Nevertheless, there are positive results in various areas. Gradually, the manufacturing industry begins to show profits. Now that trade and many types of services are suspended and oil prices are volatile, industrialization has every chance of becoming a lifeline for the economy. We need a new locomotive that will pull other sectors along, because both the trade and services sector will be tied to it.
For example, a full cycle for gold has been achieved – from mining to smelting ingots, and our gold replenishes the gold and foreign exchange reserves of Kazakhstan. It should be noted that in 2020, for the first time in history, gold prices exceeded $2,000 per ounce.
The industrialization drive gave a start to the production of titanium ingots for world aviation. Key chemical and petrochemical plants have been created and modernized. Again, industrialization has made it possible to modernize all refineries, replenishing fuel shortages and improving product quality.
The food industry has received a new impetus to develop as well. Over 30 poultry farms have been built and modernized throughout the country. Also, large oil complexes and confectionary factories in several regions have been modernized.
The benefits of manufacturing can be seen especially on the backdrop of the pandemic, when countries began to act on the principle “it’s every man for himself.” We all remember the moments when, for example, the United States intercepted cargo with medicines, masks and ventilators bound for other countries and outbid them.
But in Kazakhstan, more than 90 percent of the drugs produced over the past 10-15 years have been released over the past five years. This means that domestic pharmaceuticals are actively developing and gaining momentum. There were problems with a shortage of drugs, however, domestic drug factories have the capacity to supply the domestic market. As soon as the problem of the market regulations and the shortage of raw materials purchased from abroad is solved, pharmaceuticals will develop even more rapidly.

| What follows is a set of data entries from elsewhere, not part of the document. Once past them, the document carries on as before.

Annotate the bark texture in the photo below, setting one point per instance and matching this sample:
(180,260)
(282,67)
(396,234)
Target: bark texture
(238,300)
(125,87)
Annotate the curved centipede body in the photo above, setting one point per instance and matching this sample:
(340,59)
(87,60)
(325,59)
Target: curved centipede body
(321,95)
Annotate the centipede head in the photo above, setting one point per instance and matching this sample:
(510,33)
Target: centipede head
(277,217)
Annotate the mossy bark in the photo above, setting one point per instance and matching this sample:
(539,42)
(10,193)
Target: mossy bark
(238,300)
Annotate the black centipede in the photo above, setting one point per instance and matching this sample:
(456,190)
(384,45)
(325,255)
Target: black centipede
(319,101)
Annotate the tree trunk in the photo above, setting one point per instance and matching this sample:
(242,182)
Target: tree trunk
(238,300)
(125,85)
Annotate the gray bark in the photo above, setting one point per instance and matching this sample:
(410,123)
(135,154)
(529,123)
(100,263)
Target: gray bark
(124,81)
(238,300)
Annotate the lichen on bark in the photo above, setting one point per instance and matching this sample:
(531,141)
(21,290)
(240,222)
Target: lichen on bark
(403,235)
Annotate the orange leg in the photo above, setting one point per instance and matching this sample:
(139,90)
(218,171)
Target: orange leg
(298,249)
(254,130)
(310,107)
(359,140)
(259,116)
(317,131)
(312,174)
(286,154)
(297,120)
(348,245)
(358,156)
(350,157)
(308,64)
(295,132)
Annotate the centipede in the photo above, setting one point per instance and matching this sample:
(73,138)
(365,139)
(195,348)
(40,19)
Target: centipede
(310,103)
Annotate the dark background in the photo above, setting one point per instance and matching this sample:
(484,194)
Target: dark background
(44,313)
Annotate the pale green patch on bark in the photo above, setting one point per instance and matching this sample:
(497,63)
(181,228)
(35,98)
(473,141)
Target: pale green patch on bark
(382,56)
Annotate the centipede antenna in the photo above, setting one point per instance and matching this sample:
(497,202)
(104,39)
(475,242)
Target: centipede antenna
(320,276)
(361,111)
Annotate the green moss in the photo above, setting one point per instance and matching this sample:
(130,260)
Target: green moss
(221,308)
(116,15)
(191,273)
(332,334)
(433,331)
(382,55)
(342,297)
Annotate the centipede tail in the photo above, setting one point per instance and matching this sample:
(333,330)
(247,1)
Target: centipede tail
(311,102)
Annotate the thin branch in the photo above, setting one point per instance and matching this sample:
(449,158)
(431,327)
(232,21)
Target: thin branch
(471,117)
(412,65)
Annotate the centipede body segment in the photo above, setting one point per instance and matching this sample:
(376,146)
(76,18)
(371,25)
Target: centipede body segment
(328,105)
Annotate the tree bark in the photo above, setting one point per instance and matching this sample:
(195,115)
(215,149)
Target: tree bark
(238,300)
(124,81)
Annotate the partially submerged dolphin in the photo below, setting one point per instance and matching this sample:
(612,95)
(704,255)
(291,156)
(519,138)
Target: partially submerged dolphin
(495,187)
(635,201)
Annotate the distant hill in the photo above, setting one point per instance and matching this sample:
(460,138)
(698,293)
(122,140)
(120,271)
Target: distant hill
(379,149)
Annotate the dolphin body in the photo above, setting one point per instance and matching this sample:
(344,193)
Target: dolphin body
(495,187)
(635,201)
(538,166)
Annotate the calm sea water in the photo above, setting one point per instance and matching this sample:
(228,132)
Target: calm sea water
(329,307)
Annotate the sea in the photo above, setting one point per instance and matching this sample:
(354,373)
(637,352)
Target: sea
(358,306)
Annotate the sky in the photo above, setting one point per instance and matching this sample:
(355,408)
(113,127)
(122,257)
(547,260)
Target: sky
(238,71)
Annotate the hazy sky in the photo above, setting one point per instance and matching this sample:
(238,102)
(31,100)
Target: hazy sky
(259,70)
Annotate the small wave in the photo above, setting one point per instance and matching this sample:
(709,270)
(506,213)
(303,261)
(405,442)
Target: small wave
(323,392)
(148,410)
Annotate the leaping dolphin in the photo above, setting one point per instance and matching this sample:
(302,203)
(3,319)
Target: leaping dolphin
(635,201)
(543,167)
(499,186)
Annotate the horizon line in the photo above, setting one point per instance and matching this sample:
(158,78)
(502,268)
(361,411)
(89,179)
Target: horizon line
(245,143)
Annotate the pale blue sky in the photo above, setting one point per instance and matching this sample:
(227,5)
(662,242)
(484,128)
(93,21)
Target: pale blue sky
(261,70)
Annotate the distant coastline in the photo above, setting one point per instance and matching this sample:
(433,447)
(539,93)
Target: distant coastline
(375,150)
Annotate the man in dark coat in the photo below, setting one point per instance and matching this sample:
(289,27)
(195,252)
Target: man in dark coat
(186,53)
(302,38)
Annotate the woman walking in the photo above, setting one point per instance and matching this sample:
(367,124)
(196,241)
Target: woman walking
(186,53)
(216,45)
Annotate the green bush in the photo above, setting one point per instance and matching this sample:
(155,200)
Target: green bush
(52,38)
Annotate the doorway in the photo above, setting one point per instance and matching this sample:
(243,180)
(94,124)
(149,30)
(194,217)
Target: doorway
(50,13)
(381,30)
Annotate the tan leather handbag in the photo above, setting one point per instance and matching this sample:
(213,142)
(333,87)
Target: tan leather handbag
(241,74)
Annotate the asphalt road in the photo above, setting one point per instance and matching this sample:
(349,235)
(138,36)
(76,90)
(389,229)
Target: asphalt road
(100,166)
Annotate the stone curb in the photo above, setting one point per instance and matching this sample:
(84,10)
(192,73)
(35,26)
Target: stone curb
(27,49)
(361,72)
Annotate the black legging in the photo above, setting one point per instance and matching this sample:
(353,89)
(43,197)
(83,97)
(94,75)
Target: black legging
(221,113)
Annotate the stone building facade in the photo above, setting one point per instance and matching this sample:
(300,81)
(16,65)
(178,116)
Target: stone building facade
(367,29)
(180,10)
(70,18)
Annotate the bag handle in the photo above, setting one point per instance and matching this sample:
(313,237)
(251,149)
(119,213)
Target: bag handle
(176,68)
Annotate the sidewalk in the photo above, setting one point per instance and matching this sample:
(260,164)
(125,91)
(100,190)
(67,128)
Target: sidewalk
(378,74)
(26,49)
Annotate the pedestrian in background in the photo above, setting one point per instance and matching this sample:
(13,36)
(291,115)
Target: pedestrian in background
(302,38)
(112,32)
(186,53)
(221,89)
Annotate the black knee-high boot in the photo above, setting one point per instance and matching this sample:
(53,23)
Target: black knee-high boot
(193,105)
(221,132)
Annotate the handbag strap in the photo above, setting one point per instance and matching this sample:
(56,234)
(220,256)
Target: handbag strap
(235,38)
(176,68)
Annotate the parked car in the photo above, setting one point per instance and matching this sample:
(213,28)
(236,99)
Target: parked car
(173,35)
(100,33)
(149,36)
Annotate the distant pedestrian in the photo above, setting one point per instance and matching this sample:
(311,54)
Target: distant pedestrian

Domestic factories (chemical, textile, medical products) quickly reacted to the pandemic. The bulk of these enterprises appeared just during industrialization. Now the production of medical and gauze masks, antiseptics, and personal protective equipment is under way. We produce not only simple things, but also tomographs, X-ray machines, express tests and reagents for them as well as emergency vehicles.
More than 10 enterprises produce three- and four-layer masks. 70 sewing companies produce fabric masks, medical gloves, and protective kits. The deficit we faced in March has been overcome. Masks are even being handed out for free to the public. Likewise, we gradually stopped feeling the lack of medicines. There are no queues at pharmacies that were seen even two weeks ago, which means that both production and delivery of medicines have improved.
In such a crisis, one wants to find and punish the guilty. We must admit that serious managerial mistakes were made in the early stages of the fight against the pandemic, but they do not concern our factories. We built new sectors of the economy with great efforts and were able to provide people with jobs that were not available in Kazakhstan before. I have already said that industrialization is changing the thinking of our fellow citizens. It is not a quick process, but we are already seeing that processing is feeding the country, providing jobs and basic necessities in these challenging times.
The industrialization program is one of the few sectoral programs that has been implemented consistently for 10 years and will continue for the period from 2020 to 2025 on the principles of continuity, consistency, and preservation of institutional memory and experience.
The author is Former Ambassador Extraordinary and Plenipotentiary of Kazakhstan to Belarus.